Finance’s $1.4T gap between strategy and execution

The finance function is being pulled in two directions. On one hand, many finance leaders are investing in technology and AI across their finance function. On the other hand, despite the technology push, many teams remain stuck in manual processes that consume time and hurt the perception of finance work.
Two new surveys, one from Personiv, a finance and accounting outsourcing firm, and the other from Medius, an AP automation software provider, reveal just how wide this gap has become. Personiv’s 2025 Executive Outlook Pulse Survey focuses on leadership, where CFOs and their fellow executives are responding to volatility with bigger technology budgets, rising capital investments and accelerated AI adoption. Medius’ Hidden Cost of Boring report focuses on the front line, where finance professionals are spending hours each day on repetitive tasks that contribute to a global cost estimated at $1.4 trillion.
Together, the surveys capture two very different realities inside similar organizations, demonstrating that the gap between strategy and execution is widening, and for CFOs, closing it is becoming a strategic priority. While the road to remedy on dreary, manual processes may be insight, it seems to be far from reality at the moment.
Leaders push forward with investments in AI
Personiv’s survey, conducted in the third quarter of this year, got responses from 290 leaders across finance, accounting and the C-Suite. The results show that companies are responding to volatility by leaning in rather than holding back. Six in 10 (60%) of respondents said macroeconomic policy changes had significantly shaped their strategic planning during the first half of 2025, with forecasting and supply chains hit hardest. Over half of companies reported increases in capital spending, operating costs, technology budgets and headcount, with many planning further increases in the months ahead.
AI, the research shows, is becoming central to these strategies. Almost three-quarters (70%) of public companies have embedded AI into compliance, payroll and expense reporting compared with less than half (45%) of private firms.

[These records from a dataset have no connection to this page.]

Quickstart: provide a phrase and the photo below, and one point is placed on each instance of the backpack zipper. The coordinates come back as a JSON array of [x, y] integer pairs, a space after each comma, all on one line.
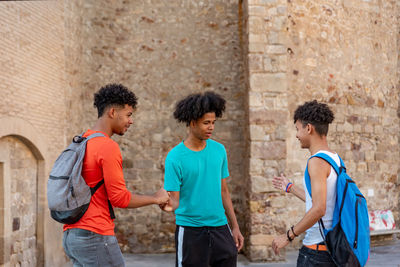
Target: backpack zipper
[[72, 191], [357, 202], [356, 237]]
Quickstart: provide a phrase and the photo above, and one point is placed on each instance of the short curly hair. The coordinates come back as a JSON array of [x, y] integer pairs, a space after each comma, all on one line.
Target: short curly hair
[[113, 95], [315, 113], [194, 106]]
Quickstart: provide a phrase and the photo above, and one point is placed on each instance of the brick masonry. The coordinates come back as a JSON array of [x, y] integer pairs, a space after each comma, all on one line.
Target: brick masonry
[[264, 56]]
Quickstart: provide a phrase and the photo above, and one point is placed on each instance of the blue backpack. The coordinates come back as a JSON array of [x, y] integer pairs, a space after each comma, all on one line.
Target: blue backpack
[[348, 241]]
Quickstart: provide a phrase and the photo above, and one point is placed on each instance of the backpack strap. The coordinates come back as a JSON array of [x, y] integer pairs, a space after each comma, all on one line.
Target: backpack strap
[[337, 169], [328, 159], [97, 186]]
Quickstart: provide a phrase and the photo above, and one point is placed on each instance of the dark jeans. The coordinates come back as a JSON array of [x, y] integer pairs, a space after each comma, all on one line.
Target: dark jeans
[[89, 249], [309, 258], [205, 246]]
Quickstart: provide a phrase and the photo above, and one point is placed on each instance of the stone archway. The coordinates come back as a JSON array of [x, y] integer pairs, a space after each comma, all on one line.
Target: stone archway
[[22, 193]]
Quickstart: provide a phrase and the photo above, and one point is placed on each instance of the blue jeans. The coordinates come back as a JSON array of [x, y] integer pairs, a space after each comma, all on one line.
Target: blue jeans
[[88, 249], [309, 258]]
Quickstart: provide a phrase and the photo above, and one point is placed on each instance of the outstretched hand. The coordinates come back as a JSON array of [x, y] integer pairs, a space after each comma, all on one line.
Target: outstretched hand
[[238, 238], [280, 182], [167, 206], [161, 196]]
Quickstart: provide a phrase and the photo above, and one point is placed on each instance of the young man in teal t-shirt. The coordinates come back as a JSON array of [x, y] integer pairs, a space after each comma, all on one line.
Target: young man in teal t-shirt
[[195, 177]]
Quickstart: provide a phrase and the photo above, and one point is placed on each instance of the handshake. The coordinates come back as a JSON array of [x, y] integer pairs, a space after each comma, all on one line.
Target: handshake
[[164, 200]]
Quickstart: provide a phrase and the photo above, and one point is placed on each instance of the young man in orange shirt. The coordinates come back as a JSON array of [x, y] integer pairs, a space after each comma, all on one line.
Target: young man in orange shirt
[[91, 241]]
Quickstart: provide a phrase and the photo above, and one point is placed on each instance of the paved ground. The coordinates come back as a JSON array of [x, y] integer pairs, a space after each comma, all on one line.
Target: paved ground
[[387, 255]]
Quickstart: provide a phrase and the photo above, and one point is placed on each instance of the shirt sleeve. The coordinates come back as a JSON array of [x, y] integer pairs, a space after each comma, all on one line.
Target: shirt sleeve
[[224, 169], [173, 175], [110, 160]]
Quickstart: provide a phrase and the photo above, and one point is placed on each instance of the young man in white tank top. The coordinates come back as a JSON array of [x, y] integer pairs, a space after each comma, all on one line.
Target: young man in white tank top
[[312, 121]]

Leaders in the public space likely view these tools as critical for forecasting accuracy, scenario planning and risk mitigation. Nearly three-quarters of those respondents expect macroeconomic conditions to improve over the next year, reinforcing their willingness to invest despite uncertainty.
Executives are optimistic and focused on agility, but their view of how technology is reshaping finance does not exactly match what is happening in reality.
Repetitive work is causing “brain fade”
Medius’ survey of 1,000 finance professionals across the U.S. and U.K. shows a different reality for many finance professionals. The company estimates that repetitive finance work still carries a global cost of $1.4 trillion, driven by wasted time, errors and turnover risk.
Despite the hype and implementation across larger organizations, many finance teams spend an average of 3.5 hours per day on repetitive tasks, the equivalent of 23 work weeks per year. After just 41 minutes of this work, more than a third (34%) of respondents said they make more errors, 40% feel disengaged and 42% percent struggle to retain information. Medius calls this “brain fade”.
The impact on organizations extends beyond productivity. Nearly all (96%) of finance professionals said repetitive work leads to mistakes. More than half (52%) said those errors increased costs through rework, 51% reported reduced client and supplier trust and 44% linked mistakes directly to revenue loss. Less than four in 10 (38%) of workloads are currently automated, researchers say, even though 77% of respondents believe more automation would reduce burnout.
The contrast between these two surveys reveals a clear operational challenge for CFOs and employees alike. At the top, leaders are betting on AI to drive forecasting improvements, cost control and agility. At the ground level, those strategies are not yet fully reaching the people and processes where they could deliver the most impact. On the contrary, technology in corporate finance may be hindering talent development, as entry-level roles are being scrapped en masse.
This gap also carries both financial and human consequences. Medius found that almost three-quarters (74%) of finance professionals still say they’ve considered quitting their jobs because of repetitive work. Turnover among experienced staff, combined with ongoing hiring challenges in accounting and finance, can undermine the very strategic initiatives executives are funding.
For CFOs, closing this divide requires more than approving technology spend and making smart labor decisions. It means identifying the specific workflows where automation can make the biggest difference, aligning implementation timelines with the business’s operational realities, and investing in the skills needed to make change sticky.